Randy Paul over at Beautiful Horizens has an interesting post, Back to Reality, on Human Rights Watch's recent report of an attempt by Ashcroft's Justice Department to effectively quash the Alien Torts Claim Act.

In a brief filed in John Doe I, et al. v. Unocal Corporation, et al., a case originally filed in 1996 and currently being reheard by the U.S. Ninth Circuit Court of Appeals, the Justice Department

...argued for a radical re-interpretation of the 1789 Alien Tort Claims Act (ATCA). For over 20 years, courts have held that the ATCA permits victims of serious violations of international law abroad to seek civil damages in U.S. courts against their alleged abusers who are found in the United States. The Justice Department would deny victims the right to sue under the ATCA for abuses committed abroad.

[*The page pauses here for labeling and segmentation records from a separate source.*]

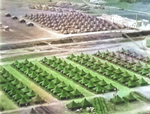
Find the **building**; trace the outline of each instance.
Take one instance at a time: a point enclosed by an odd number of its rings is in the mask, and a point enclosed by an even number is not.
[[[150,35],[146,38],[146,46],[150,47]]]

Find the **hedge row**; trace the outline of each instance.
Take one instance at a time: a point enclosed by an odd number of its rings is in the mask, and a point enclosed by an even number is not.
[[[44,58],[41,62],[61,73],[65,77],[82,85],[89,91],[97,94],[113,91],[116,88],[111,83],[108,84],[105,80],[100,80],[97,76],[93,77],[90,73],[86,73],[84,70],[80,70],[77,67],[68,64],[66,61],[62,61],[60,58]]]
[[[67,85],[64,81],[47,73],[28,60],[22,63],[16,61],[12,65],[58,99],[72,99],[83,96],[78,89],[74,89],[71,85]]]
[[[0,70],[0,84],[2,90],[19,106],[30,105],[32,100],[37,97],[37,94],[28,86],[20,82],[6,69]],[[39,103],[39,101],[35,102]]]
[[[132,76],[129,74],[128,71],[123,72],[120,68],[117,69],[114,66],[109,65],[107,62],[101,62],[100,60],[96,60],[94,57],[87,54],[84,55],[81,53],[81,55],[78,56],[71,54],[67,58],[128,87],[136,87],[148,84],[143,78],[139,79],[136,75]]]

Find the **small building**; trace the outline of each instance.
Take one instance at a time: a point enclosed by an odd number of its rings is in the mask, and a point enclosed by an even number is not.
[[[28,22],[28,23],[27,23],[27,26],[31,27],[31,26],[34,26],[34,24],[31,23],[31,22]]]
[[[12,19],[16,20],[16,19],[18,19],[18,17],[17,16],[12,16]]]
[[[150,35],[146,38],[146,46],[150,48]]]
[[[6,16],[6,17],[11,17],[11,14],[6,13],[5,16]]]
[[[24,19],[19,20],[20,23],[25,23],[26,21]]]

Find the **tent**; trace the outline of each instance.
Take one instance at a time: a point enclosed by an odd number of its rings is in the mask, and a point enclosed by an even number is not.
[[[138,83],[138,82],[135,82],[135,81],[133,81],[133,80],[130,80],[130,81],[128,81],[128,82],[126,83],[126,85],[127,85],[128,87],[136,87],[136,86],[139,85],[139,83]]]
[[[80,106],[82,108],[86,108],[86,107],[91,107],[92,106],[92,104],[86,98],[84,98],[79,104],[80,104]]]
[[[56,87],[55,87],[54,89],[52,89],[51,91],[52,91],[54,94],[58,94],[58,93],[60,93],[60,92],[62,91],[62,89],[56,86]]]
[[[81,84],[87,84],[89,82],[89,80],[83,77],[79,82]]]
[[[36,70],[36,72],[37,72],[37,73],[42,73],[43,70],[42,70],[41,68],[38,68],[38,69]]]
[[[44,79],[42,82],[40,82],[42,86],[47,86],[49,84],[49,81],[47,79]]]
[[[114,71],[114,70],[116,70],[113,65],[109,66],[107,69],[108,69],[109,71]]]
[[[70,102],[70,103],[67,104],[66,106],[67,106],[67,108],[69,108],[69,109],[71,109],[71,110],[75,110],[75,109],[80,108],[79,104],[76,103],[76,102],[74,102],[74,101]]]
[[[74,73],[78,73],[80,70],[78,69],[78,67],[75,67],[71,71],[73,71]]]
[[[100,67],[99,70],[97,70],[99,73],[104,73],[106,70],[103,67]]]
[[[58,87],[60,87],[60,88],[64,88],[64,87],[67,87],[67,84],[64,82],[64,81],[62,81],[60,84],[58,84],[57,85]]]
[[[121,74],[121,76],[123,76],[124,78],[131,77],[131,75],[127,71],[125,71],[123,74]]]
[[[101,86],[106,86],[106,85],[108,85],[105,80],[100,81],[98,84],[100,84]]]
[[[6,83],[6,80],[3,77],[1,77],[0,84],[4,84],[4,83]]]
[[[21,91],[23,91],[24,93],[28,93],[30,92],[30,89],[27,86],[25,86],[25,88],[21,89]]]
[[[93,88],[94,91],[96,91],[97,94],[104,92],[104,88],[100,85],[97,84],[95,88]]]
[[[68,73],[70,78],[74,77],[77,73],[73,72],[72,70]]]
[[[81,97],[83,95],[78,89],[75,89],[74,91],[72,91],[71,94],[74,97]]]
[[[105,62],[103,65],[102,65],[103,68],[108,68],[109,65],[107,64],[107,62]]]
[[[92,58],[89,60],[89,62],[91,62],[91,63],[95,63],[95,62],[96,62],[96,60],[95,60],[95,58],[94,58],[94,57],[92,57]]]
[[[118,95],[112,98],[110,101],[112,101],[115,104],[124,103],[124,99],[119,97]]]
[[[32,72],[31,74],[29,74],[30,78],[36,78],[38,76],[38,74],[36,74],[35,72]]]
[[[36,93],[35,93],[33,90],[30,90],[30,92],[28,92],[27,95],[28,95],[29,97],[35,97],[35,96],[36,96]]]
[[[114,72],[115,72],[116,74],[122,74],[122,71],[121,71],[120,68],[116,69]]]
[[[116,87],[110,83],[109,85],[105,86],[104,88],[109,91],[113,91]]]
[[[89,89],[94,88],[96,85],[93,81],[89,81],[87,84],[85,84]]]
[[[47,80],[51,81],[54,80],[54,76],[52,74],[49,74],[48,76],[45,77]]]
[[[8,81],[13,81],[14,79],[15,79],[15,78],[14,78],[13,75],[10,75],[10,76],[7,78]]]
[[[56,68],[58,66],[58,64],[56,62],[53,62],[50,66],[53,68]]]
[[[56,56],[52,56],[51,60],[56,61],[57,60]]]
[[[27,67],[26,66],[23,66],[20,71],[24,72],[24,71],[27,71]]]
[[[33,63],[29,62],[29,63],[26,64],[26,66],[27,66],[28,68],[33,67]]]
[[[90,73],[87,73],[86,75],[84,75],[84,78],[91,79],[93,78],[93,76]]]
[[[59,96],[61,99],[65,99],[65,98],[68,98],[68,97],[69,97],[69,94],[68,94],[66,91],[62,90],[62,92],[59,93],[58,96]]]
[[[61,81],[59,80],[59,78],[55,78],[52,82],[56,85],[59,84]]]
[[[46,86],[47,89],[54,89],[55,87],[55,84],[51,82]]]
[[[68,64],[65,68],[67,68],[68,70],[73,69],[74,67],[71,64]]]
[[[48,76],[49,74],[46,71],[43,71],[42,73],[40,73],[40,75],[42,75],[43,77]]]
[[[56,62],[57,64],[60,64],[60,63],[62,63],[63,61],[59,58],[59,59],[57,59],[55,62]]]
[[[18,89],[23,89],[25,85],[22,82],[19,82],[19,84],[16,86]]]
[[[143,78],[139,79],[137,81],[140,85],[148,85],[148,82],[146,82]]]
[[[36,78],[34,78],[34,80],[36,82],[41,82],[43,80],[43,77],[42,76],[37,76]]]
[[[25,61],[23,62],[23,64],[28,64],[29,63],[29,61],[28,61],[28,59],[25,59]]]
[[[75,57],[75,55],[74,54],[71,54],[69,57],[67,57],[67,58],[69,58],[69,59],[73,59]]]
[[[92,77],[90,80],[91,80],[92,82],[94,82],[94,83],[101,81],[97,76]]]
[[[43,61],[44,63],[48,62],[48,60],[49,60],[49,59],[47,59],[46,57],[44,57],[44,58],[42,59],[42,61]]]
[[[67,62],[66,61],[63,61],[60,65],[62,65],[62,66],[67,66],[68,64],[67,64]]]
[[[111,57],[115,57],[116,56],[116,54],[114,53],[114,52],[110,52],[110,54],[109,54]]]
[[[48,59],[46,62],[45,62],[47,65],[51,65],[53,63],[53,61],[51,59]]]
[[[75,81],[79,81],[82,77],[80,75],[76,75],[75,77],[73,77],[72,79],[74,79]]]
[[[31,69],[32,69],[33,71],[35,71],[35,70],[38,69],[38,67],[37,67],[37,65],[34,65],[33,67],[31,67]]]
[[[118,81],[121,83],[128,82],[129,80],[130,80],[130,78],[126,78],[126,77],[121,77],[120,79],[118,79]]]
[[[83,57],[85,60],[89,60],[90,59],[90,57],[89,57],[89,55],[88,54],[86,54],[86,55],[84,55],[84,57]]]
[[[68,70],[66,67],[61,71],[63,74],[69,73],[70,70]]]
[[[64,90],[66,90],[67,92],[71,92],[74,89],[72,88],[72,86],[68,85],[67,87],[64,88]]]
[[[81,60],[81,58],[79,56],[76,56],[73,60],[76,61],[76,62],[78,62],[78,61]]]
[[[126,101],[136,101],[137,99],[134,97],[134,95],[132,95],[132,93],[130,93],[129,95],[123,97],[123,99],[125,99]]]
[[[81,71],[79,71],[79,75],[80,76],[83,76],[83,75],[85,75],[86,74],[86,72],[82,69]]]

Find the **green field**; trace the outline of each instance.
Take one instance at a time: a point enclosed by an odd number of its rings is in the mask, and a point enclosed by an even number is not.
[[[128,54],[128,51],[124,50],[125,53]],[[110,102],[139,100],[138,95],[131,93],[136,87],[149,85],[148,60],[125,59],[123,52],[121,55],[106,50],[93,55],[81,53],[67,58],[53,56],[42,60],[15,61],[0,68],[1,107],[11,110],[62,100],[70,103],[70,109],[94,106],[97,112],[107,113],[107,108],[96,107],[98,102],[93,98],[116,92],[117,89],[116,98]],[[102,102],[99,104],[101,107],[107,106],[102,99],[99,101]]]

“This is a craven attempt to protect human rights abusers at the expense of victims,” said Kenneth Roth, executive director of Human Rights Watch. “The Bush administration is trying to overturn a longstanding judicial precedent that has been very important in the protection of human rights.”

Randy says,

Now that it's a US oil company (Talisman is Canadian) the Department of Justice - which is not a party in the case - goes out of their way by filing an Amicus brief to weaken this provision of the law, after no other adminstration since 1980 had made any attempt to do so. Are they that iredeemiably tone deaf to public perception? I'm sure that they would make the argument that it's not about the oil, but justice. Why do I get the feeling that if I were to shake hands with the Attorney General I would want to be sure to count my fingers afterwards?